The PMMY has become the cornerstone of what Modi outlined in the interview.

DNA Edit: Success of PMMY - Lowliest of the low are aspiring to become entrepreneurs
Narendra Modi

In an interview to The Wall Street Journal in 2016, Prime Minister Narendra Modi said something very interesting in the context of job creation. He said that his focus was to create a third sector — the personal sector — away from farms and factories, wherein a person morphs into a job provider through entrepreneurship rather than wallow in the role of a job-seeker.

Around the same time — exactly three years ago to be precise — his government launched the Pradhan Mantri Mudra Yojana (PMMY), or simply the Mudra scheme, meant to cater to entrepreneurs in their early stages, who required lesser funding in order to get their businesses up and running. The results are not just encouraging, but revealing as well.

The PMMY has become the cornerstone of what Modi outlined in the interview. It offers three types of loans: Shishu (up to Rs 50,000), Kishore (from Rs 50,001 to Rs 5 lakh) and Tarun (from Rs 500,001 to Rs 10,00,000). According to the Draft Report of Mudra Survey accessed by a daily newspaper, women have comprehensively edged out men by cornering 68.92 lakh extra jobs (56.3%) of the total 1.12 crore additional employment generated using Mudra loans disbursed during 33 months between April 2015 and December 2017.

The results also show that women are small borrowers; in the higher Kishore and Tarun loan categories, additional jobs going to women drops quite low. But they top the list in the Shishu category. Women account for just 5.88 lakh new jobs, a mere 5.2% of total additional employment while men have bagged 32.2 lakh or 28.7% extra jobs from loans under the two higher loan categories. While a sociologists’ eye can be cast on lower women participation, the fact remains that this is a classic case of empowerment, never mind the category.

The idea of becoming entrepreneurs, instead of employees, has been in vogue in India in the last few years. It’s applicability, however, has been confined to white-collar occupations and urban metros. To turn it into some kind of a mass involvement, where the lowliest of the low can aspire to become an entrepreneur, qualifies it under the genuine social change category.

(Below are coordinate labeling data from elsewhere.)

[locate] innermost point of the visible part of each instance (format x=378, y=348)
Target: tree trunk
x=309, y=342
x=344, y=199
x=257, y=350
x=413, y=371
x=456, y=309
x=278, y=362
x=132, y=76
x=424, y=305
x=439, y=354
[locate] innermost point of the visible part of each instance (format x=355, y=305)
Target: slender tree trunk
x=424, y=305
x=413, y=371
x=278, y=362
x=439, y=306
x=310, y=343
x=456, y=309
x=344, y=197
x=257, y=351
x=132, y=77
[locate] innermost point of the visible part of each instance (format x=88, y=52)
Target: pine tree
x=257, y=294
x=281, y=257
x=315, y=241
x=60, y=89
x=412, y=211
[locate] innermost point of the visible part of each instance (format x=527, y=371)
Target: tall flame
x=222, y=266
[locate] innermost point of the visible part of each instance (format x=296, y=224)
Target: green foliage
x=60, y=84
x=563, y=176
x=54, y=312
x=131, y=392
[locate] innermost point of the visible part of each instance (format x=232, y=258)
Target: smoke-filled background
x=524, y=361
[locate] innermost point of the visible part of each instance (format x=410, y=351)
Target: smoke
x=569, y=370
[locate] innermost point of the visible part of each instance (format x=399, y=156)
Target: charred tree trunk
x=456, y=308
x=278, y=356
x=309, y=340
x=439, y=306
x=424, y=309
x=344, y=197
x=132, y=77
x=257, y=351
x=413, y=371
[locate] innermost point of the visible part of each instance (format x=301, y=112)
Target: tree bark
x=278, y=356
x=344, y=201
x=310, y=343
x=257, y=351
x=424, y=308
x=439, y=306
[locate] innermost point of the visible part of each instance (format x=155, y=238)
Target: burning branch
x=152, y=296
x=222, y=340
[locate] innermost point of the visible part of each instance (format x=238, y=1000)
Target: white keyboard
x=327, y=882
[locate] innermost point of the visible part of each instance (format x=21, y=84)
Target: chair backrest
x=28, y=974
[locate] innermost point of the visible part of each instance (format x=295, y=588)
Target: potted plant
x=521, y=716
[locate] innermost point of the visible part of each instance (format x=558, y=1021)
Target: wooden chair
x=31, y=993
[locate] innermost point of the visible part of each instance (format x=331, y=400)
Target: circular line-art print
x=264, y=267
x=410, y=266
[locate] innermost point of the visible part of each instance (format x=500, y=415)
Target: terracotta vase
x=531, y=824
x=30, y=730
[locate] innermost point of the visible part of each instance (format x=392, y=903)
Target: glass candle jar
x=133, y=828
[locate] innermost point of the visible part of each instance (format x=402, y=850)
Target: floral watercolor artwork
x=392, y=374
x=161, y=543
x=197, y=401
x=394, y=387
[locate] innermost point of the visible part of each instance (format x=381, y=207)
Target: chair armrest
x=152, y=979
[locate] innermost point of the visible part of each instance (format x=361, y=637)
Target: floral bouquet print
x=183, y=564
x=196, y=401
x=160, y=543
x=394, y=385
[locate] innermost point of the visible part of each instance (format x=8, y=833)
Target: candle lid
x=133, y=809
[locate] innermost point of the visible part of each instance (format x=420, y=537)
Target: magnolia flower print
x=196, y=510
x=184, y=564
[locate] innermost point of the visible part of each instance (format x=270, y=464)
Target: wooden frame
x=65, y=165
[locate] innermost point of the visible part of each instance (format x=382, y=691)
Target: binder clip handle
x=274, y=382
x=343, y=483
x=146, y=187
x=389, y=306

Public enthusiasm for the programme can be gauged from the fact that a Credit Suisse estimate of March 2016, said that the total amount of loans disbursed under the PMMY programme had already crossed the Rs 1.25 trillion mark then.

According to an International Labour Organisation (ILO) statistical report, India comes high on the list of those countries where the informal sector (as a percentage of total non-agricultural employment) dominates. It is clear that informality is a feature of developing or underdeveloped economies like India and it is here that schemes like PMMY are making an impact. Of course, there is a need to ensure that it does not turn another loan mela where the outcomes are measured in the quantum of loans disbursed, which frankly speaking, is no better than an entitlement. But that is the real challenge before the government.